USS Conemaugh was a side-wheel steamer in the United States Navy during the American Civil War. With her large crew of 125 and her powerful guns, she was assigned as a gunboat on the Union blockade of the Confederate States of America.

==Launched in Maine in 1862==
Originally named Cinemaugh, she was renamed on 24 December 1861, launched on 1 May 1862 by Portsmouth Navy Yard, Kittery, Maine; and commissioned on 16 July 1862, Lieutenant Reed Werden in command.

==Civil War service==

===Assigned to the South Atlantic blockade===
Conemaugh sailed from Portsmouth on 19 July 1862, and arrived at Port Royal, South Carolina on 30 July to join the South Atlantic Blockading Squadron. She patrolled and served as a picket frequently engaging Confederate batteries and detachments of troops along stream banks. Among such exchanges were those with the Cat Island battery on 5 March, 13 April and 23 May 1863 and Fort Wagner on 11 July-12 July. Conemaugh entered Philadelphia Navy Yard on 19 September and was placed out of commission four days later for overhaul.

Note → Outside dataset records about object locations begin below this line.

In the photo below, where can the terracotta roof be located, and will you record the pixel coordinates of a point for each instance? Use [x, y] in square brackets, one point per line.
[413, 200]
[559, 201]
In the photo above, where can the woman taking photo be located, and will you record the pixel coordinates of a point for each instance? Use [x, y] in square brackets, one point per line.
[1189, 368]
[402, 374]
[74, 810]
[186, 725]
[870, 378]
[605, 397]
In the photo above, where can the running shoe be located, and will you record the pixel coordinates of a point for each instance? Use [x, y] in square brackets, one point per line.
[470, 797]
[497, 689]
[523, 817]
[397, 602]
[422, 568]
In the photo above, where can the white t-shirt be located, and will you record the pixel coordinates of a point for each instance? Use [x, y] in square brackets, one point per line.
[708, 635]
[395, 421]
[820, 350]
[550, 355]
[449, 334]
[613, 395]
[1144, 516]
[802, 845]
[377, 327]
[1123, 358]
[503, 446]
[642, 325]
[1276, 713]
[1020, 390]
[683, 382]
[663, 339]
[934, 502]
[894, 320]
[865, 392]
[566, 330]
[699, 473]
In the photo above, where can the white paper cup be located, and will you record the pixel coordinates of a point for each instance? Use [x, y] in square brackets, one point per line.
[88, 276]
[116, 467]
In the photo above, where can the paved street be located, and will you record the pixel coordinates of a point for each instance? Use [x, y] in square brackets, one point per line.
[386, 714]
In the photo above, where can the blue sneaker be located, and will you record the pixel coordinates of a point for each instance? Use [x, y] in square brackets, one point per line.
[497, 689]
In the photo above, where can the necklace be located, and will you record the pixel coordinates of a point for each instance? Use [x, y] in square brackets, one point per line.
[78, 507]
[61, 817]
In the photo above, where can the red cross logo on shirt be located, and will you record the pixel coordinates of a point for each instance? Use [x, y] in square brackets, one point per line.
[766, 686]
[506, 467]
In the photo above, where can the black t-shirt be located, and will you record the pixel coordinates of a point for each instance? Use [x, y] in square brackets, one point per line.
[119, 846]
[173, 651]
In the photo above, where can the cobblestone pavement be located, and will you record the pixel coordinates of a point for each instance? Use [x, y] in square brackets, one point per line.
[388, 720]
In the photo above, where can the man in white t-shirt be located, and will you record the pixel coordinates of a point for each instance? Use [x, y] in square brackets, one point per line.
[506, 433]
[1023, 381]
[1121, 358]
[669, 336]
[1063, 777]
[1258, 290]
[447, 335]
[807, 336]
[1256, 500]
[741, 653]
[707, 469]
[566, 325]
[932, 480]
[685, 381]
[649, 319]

===Assigned to the West Gulf blockade===
Clearing Philadelphia, Pennsylvania on 24 January 1864, Conemaugh arrived at Key West on 1 February for duty with the West Gulf Blockading Squadron. She carried stores and ordnance to the ships off Mobile, Alabama. She captured the blockade runner Judson on 30 April and sent her into Ship Island with her valuable cargo of cotton and turpentine.

With Admiral David Farragut's fleet, Conemaugh landed troops on Dauphin Island on 3 August and participated in the celebrated Battle of Mobile Bay on 5 August. She sailed from Key West on 5 November for overhaul at Philadelphia.

===Reassigned to the South Atlantic blockade===
From 20 May-22 November 1865, Conemaugh cruised the coast of North and South Carolina with the South Atlantic Blockading Squadron. She lay at Norfolk, Virginia from 25 November 1865 – 27 May 1866, then was assigned to the North Atlantic Squadron.

==Post-war decommissioning==
Conemaugh cruised on the coast of the Carolinas and Florida until 23 July 1867, when she put into New York Navy Yard where she was decommissioned on 27 July and sold on 1 October.